Um fazendeiro verificando armadilhas para lagostins

© Greg Lutz

Na última década, a produção de lagostim (geralmente conhecido como crayfish fora dos EUA) na Louisiana e na região circundante cresceu e se tornou, sem dúvida, o segundo setor mais valioso da aquicultura dos EUA, atrás apenas do catfish. Esse setor de baixo consumo de insumos e ambientalmente sustentável baseia-se em práticas de gerenciamento que imitam os ciclos hidrológicos e vegetativos naturais. No entanto, ele também é muito influenciado pelo clima e, quando os padrões normais de precipitação são interrompidos, as populações de lagostins (e as colheitas) podem sofrer um impacto significativo. Esta temporada de 2023-2024 é uma ilustração preocupante de como esses impactos podem ser graves.

Aquicultura de lagostins: como funciona

Para entender o impacto da seca, primeiro é essencial entender o processo de cultivo.

Os tanques de lagostins e muitos campos de arroz - 70% da aquicultura de lagostins da Louisiana é realizada em rotação com a produção de arroz - são parcialmente inundados e estocados na primavera com lagostins adultos maduros. O lagostim do pântano vermelho (Procambarus clarkii) é a espécie predominante nos tanques de cultivo, e a reprodução natural é usada como fonte de filhotes a cada estação de cultivo.

Pouco depois de estocados, os lagostins se enterram ao longo dos diques para alcançar o solo úmido e saturado abaixo da superfície. Em seguida, elas rebocam e vedam suas tocas por dentro para reter e conservar a água para os próximos meses. As aberturas das tocas são normalmente vedadas com tampões de solo argiloso que logo se tornam muito duros. Esses tampões requerem chuvas significativas para amolecê-los o suficiente para que os lagostins saiam de suas tocas. Em lagos permanentes usados apenas para a produção de lagostins ano após ano, a escavação é mais comum na primavera, quando a temperatura da água aumenta. Temperaturas amenas e chuvas frequentes melhoram o sucesso da escavação.

À medida que o verão avança nos lagos com rotação de arroz, o arroz é colhido para a produção de grãos e o restolho começa a crescer novamente. Como alternativa, no manejo somente de lagostas, é cultivada uma cultura forrageira de arroz plantado tardiamente ou vegetação natural. Em ambos os casos, isso ocorre enquanto as lagostas passam os meses de verão fechadas em suas tocas. O oxigênio muito baixo é típico dentro das tocas, e as altas temperaturas podem piorar essas condições. Enquanto ainda estão em suas tocas, algumas fêmeas começam a botar ovos no final de agosto. A água deve estar presente na toca para que a postura dos ovos seja bem-sucedida, portanto, chuvas regulares são importantes durante o verão para manter a umidade do solo e evitar que as margens do lago rachem.
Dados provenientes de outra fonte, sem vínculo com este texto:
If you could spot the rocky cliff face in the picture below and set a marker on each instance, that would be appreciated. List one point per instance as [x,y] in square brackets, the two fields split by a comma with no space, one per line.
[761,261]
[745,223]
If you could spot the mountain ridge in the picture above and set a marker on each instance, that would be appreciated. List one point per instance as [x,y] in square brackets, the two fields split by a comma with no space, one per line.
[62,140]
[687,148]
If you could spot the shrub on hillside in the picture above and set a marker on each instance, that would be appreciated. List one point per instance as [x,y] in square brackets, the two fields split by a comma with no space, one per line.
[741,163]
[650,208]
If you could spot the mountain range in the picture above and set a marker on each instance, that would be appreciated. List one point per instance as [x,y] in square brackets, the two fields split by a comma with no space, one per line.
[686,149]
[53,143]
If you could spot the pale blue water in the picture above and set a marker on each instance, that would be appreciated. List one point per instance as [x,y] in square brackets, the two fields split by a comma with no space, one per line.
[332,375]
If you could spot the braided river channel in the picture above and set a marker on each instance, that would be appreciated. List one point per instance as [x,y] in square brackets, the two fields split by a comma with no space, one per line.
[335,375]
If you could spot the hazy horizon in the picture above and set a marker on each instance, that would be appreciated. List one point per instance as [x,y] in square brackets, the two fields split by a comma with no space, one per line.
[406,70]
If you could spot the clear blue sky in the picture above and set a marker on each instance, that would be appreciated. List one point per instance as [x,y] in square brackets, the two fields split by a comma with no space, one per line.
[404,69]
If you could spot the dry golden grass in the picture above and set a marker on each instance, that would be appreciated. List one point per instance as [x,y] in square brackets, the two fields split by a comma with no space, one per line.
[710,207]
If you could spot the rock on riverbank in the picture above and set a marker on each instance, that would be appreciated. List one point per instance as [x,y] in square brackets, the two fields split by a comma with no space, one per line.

A postura de ovos atinge o pico no início de outubro. Normalmente, os ovos de uma fêmea de lagostim eclodem enquanto ela ainda está em sua toca, e os filhotes permanecem presos ou agarrados à sua cauda até que ela finalmente emerja. Os lagos e campos de arroz são normalmente inundados do final de setembro ao final de outubro para criar um ambiente adequado para os lagostins recém-eclodidos. Durante esse período, chuvas fortes fazem com que as fêmeas com ovos ou filhotes saiam de suas tocas, já que seus tampões ficam macios o suficiente para serem abertos. Em toda a região produtora de lagostim, as pessoas sabem que "a mamãe lagostim não sai até ouvir o trovão".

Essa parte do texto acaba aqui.